What drives upper-ocean temperature variability in coupled climate models and observations?

A key question in climate modeling is to what extent sea surface temperature and upper-ocean heat content are driven passively by air-sea heat fluxes, as opposed to forcing by ocean dynamics. This paper investigates the question using a climate model at different resolutions, and observations, for monthly variability. At the grid scale in a high-resolution climate model with resolved mesoscale ocean eddies, ocean dynamics (i.e., ocean heat flux convergence) dominates upper 50 m heat content variability over most of the globe.
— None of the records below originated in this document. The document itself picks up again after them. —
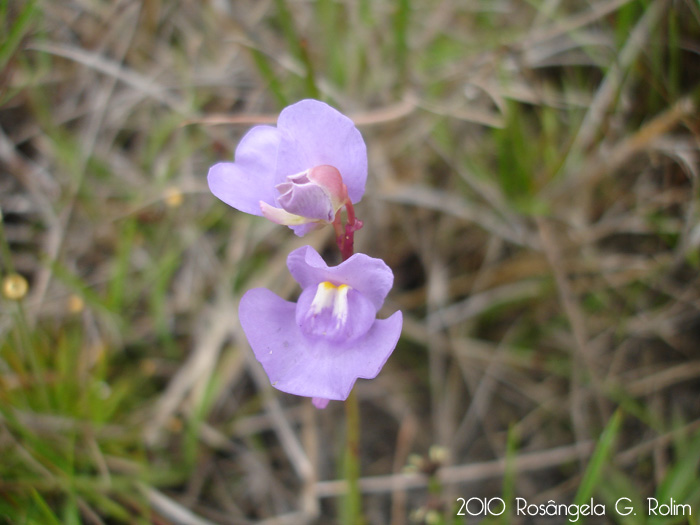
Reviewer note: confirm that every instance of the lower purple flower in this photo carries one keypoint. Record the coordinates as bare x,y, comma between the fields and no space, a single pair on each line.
319,346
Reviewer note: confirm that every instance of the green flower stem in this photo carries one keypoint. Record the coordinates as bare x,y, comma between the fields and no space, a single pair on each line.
352,503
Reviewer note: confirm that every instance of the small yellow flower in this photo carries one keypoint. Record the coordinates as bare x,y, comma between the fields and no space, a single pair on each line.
75,304
173,197
14,287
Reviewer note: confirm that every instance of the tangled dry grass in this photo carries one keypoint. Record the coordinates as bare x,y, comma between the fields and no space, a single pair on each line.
533,184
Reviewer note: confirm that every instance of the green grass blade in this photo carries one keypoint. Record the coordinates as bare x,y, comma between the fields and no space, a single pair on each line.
596,466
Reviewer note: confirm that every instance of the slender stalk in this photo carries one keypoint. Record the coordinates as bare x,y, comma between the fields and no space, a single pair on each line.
352,503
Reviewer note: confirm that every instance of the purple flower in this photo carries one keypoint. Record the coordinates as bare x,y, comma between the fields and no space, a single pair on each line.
300,173
318,346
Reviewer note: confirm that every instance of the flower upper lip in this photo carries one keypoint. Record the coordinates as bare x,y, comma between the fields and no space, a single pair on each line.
309,134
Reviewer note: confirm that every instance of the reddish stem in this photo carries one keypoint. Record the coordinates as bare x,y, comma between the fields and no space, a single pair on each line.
345,237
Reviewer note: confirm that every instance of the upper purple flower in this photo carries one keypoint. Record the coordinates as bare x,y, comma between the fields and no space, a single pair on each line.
300,173
319,346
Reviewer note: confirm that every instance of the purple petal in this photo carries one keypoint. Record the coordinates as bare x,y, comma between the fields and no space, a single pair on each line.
313,134
251,178
303,229
311,367
369,276
319,402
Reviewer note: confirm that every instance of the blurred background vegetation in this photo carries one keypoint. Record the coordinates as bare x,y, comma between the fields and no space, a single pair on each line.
533,184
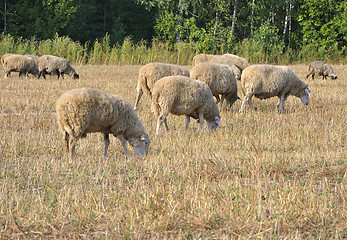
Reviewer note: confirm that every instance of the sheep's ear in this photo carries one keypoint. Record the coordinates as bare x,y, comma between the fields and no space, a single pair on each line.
217,119
142,138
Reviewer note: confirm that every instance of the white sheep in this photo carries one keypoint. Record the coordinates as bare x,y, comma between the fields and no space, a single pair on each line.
265,81
240,62
220,78
86,110
55,65
321,69
181,95
19,63
152,72
217,59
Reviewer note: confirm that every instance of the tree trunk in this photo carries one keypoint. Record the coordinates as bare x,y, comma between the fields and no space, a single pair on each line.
105,16
5,13
178,37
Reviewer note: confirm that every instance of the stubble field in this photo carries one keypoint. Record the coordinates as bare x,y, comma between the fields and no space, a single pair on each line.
261,175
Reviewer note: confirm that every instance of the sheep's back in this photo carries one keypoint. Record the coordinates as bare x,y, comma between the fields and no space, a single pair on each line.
238,61
90,110
265,80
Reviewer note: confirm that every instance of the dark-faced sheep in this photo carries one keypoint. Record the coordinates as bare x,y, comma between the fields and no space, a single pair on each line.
152,72
19,63
220,78
49,64
321,69
180,95
265,81
86,110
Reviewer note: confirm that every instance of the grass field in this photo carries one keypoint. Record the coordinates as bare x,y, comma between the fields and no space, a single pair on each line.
261,175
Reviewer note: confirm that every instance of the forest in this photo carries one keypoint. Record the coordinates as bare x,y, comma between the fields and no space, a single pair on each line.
300,29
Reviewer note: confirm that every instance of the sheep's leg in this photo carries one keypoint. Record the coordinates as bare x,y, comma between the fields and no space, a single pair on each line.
67,141
72,145
125,146
160,121
107,143
187,123
311,72
217,98
248,99
139,95
201,119
280,104
166,126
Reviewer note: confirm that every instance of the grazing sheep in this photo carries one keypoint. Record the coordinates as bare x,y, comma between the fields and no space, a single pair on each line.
152,72
240,62
86,110
321,69
265,81
3,60
220,78
217,59
181,95
19,63
35,57
55,65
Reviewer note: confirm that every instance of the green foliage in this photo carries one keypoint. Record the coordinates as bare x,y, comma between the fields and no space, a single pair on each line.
266,44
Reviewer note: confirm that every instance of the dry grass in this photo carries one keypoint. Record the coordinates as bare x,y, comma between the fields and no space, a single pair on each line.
262,175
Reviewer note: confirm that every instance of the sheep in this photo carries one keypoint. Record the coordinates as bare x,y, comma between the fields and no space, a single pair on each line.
19,63
35,57
265,81
152,72
240,62
55,65
322,69
87,110
3,60
217,59
220,78
181,95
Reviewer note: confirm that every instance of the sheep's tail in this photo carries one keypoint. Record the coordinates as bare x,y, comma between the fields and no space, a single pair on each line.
3,61
155,104
142,84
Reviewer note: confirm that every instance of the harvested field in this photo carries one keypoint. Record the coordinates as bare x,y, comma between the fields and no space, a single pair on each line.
261,175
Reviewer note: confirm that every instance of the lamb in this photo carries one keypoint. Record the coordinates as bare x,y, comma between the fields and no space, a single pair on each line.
265,81
217,59
240,62
181,95
19,63
55,65
152,72
220,78
322,69
87,110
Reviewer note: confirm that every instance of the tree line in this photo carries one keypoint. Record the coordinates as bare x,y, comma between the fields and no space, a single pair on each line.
211,26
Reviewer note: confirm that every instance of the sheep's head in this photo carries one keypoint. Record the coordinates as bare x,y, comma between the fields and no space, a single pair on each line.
140,144
213,124
332,75
75,75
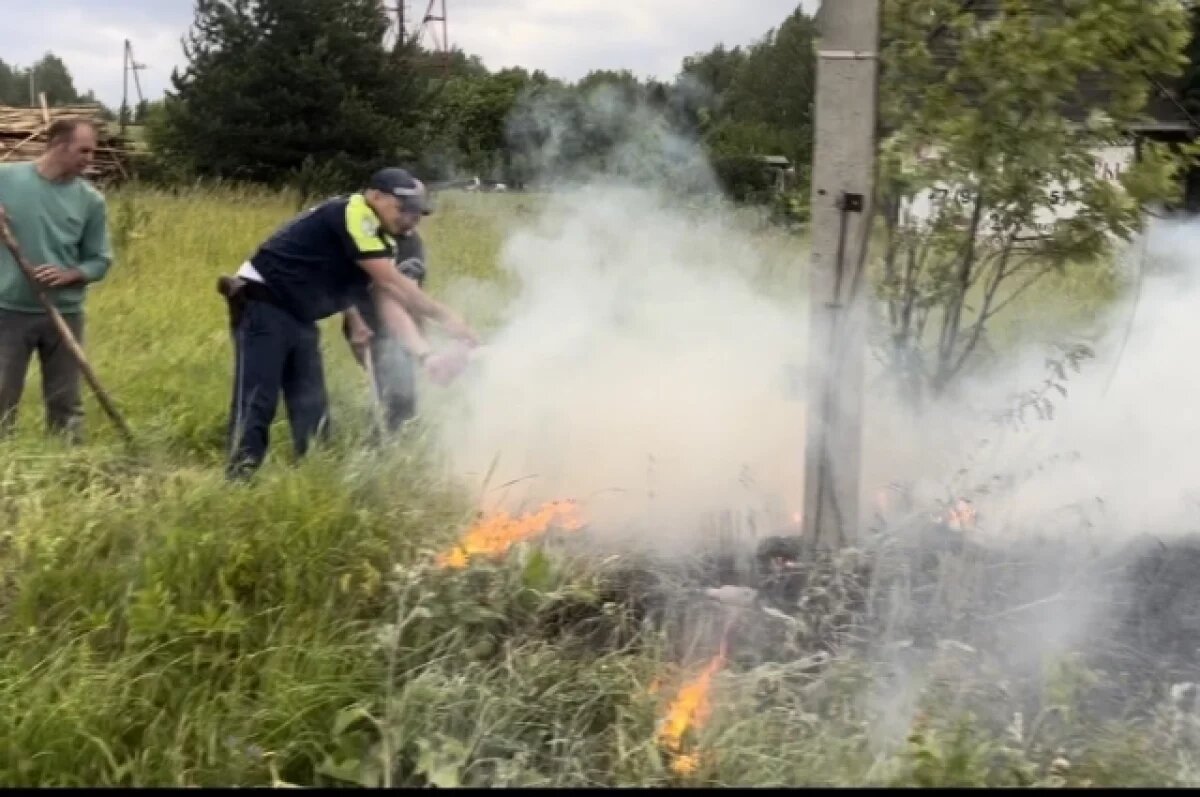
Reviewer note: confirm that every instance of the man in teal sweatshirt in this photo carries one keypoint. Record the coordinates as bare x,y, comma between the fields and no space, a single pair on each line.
60,222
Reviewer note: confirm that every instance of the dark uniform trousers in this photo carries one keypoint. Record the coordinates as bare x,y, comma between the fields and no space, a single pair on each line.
275,353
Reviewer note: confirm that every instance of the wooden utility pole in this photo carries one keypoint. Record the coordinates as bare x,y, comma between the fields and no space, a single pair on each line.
843,205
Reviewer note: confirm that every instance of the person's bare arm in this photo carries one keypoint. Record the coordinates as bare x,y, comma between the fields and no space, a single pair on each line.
387,279
358,333
400,324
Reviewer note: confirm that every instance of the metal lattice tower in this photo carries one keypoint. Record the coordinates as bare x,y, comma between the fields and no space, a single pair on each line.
435,27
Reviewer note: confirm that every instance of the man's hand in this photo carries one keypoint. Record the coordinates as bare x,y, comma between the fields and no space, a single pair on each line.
52,276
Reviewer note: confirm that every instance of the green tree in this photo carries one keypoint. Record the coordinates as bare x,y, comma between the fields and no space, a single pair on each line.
274,88
773,89
53,78
994,121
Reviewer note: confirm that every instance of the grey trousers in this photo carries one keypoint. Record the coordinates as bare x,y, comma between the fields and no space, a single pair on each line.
21,336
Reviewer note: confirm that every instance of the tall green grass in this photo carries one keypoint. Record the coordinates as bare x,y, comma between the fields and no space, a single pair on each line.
159,627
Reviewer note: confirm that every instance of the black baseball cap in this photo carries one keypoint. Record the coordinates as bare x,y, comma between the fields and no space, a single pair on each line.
399,183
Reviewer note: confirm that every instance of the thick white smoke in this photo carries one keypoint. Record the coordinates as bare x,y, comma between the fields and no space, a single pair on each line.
640,369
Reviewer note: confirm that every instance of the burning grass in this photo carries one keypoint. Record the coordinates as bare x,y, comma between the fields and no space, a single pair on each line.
160,628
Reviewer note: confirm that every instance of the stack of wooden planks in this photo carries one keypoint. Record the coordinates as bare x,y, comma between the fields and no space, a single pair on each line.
23,138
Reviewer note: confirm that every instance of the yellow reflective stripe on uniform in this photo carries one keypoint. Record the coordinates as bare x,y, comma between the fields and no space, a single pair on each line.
363,225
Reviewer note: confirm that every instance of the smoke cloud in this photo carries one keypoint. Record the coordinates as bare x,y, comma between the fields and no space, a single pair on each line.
648,366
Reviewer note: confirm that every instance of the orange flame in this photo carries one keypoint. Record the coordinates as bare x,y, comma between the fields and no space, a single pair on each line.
690,709
497,533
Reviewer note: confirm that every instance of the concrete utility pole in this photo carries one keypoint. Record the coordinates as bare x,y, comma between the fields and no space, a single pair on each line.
843,205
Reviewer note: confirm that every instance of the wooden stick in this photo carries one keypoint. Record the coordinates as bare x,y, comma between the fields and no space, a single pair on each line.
65,331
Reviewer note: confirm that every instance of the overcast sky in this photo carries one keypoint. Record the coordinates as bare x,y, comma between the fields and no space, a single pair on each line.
564,37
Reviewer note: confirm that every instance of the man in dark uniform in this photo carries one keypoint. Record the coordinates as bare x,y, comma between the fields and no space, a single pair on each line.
394,371
322,263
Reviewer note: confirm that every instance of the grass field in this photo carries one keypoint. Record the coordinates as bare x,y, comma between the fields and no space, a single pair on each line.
162,628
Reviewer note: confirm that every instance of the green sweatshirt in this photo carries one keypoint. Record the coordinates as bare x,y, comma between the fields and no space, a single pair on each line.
57,223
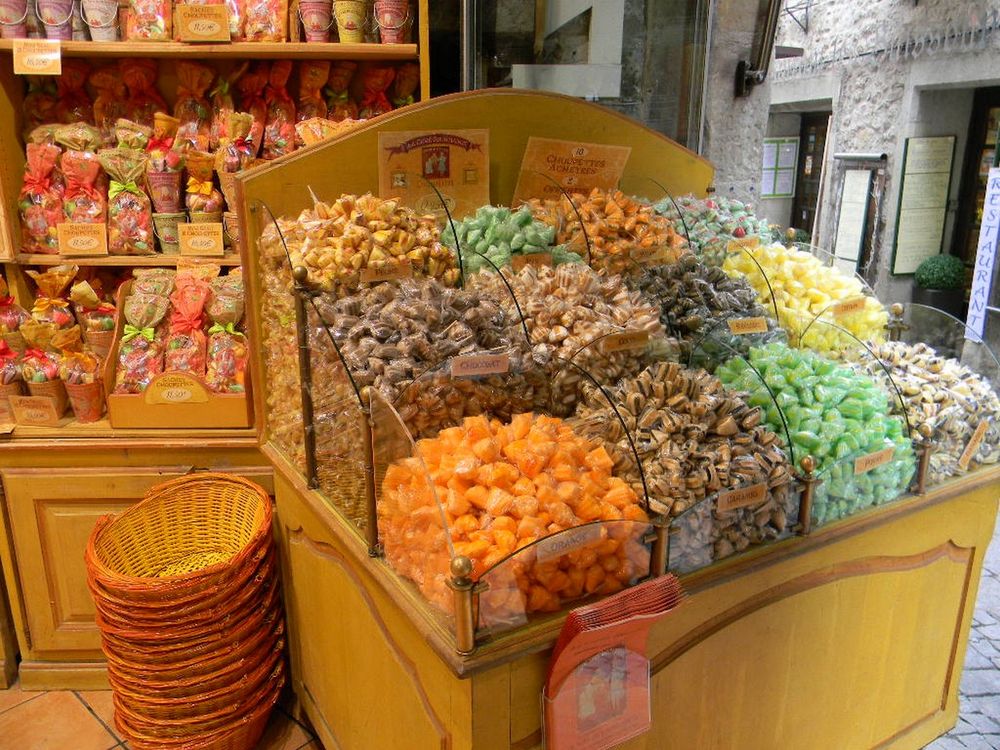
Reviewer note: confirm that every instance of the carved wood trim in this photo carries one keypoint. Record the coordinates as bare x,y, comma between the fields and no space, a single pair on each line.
298,536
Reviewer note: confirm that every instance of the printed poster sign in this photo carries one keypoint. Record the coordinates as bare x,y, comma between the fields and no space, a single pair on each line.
456,162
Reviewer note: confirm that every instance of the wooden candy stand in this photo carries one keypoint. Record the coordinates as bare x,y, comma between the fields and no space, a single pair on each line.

For deeper depths of integration to 400 m, the heat content variability at the grid scale is almost totally controlled by ocean heat flux convergence. However, a strong dependence on spatial scale is found-for the upper 50 m of ocean, after smoothing the data to around 7 degrees, air-sea heat fluxes, augmented by Ekman heat transports, dominate. For deeper depths of integration to 400 m, the transition scale becomes larger and is above 10 degrees in western boundary currents. Comparison of climate model results with observations show that the small-scale influence of ocean intrinsic variability is well captured by the high-resolution model but is missing from a comparable model with parameterized ocean-eddy effects. In the deep tropics, ocean dynamics dominates in all cases and all scales. In the subtropical gyres at large scales, air-sea heat fluxes play the biggest role. In the midlatitudes, at large scales >10 degrees, atmosphere-driven air-sea heat fluxes and Ekman heat transport variability are the dominant processes except in the western boundary currents for the 400 m heat content.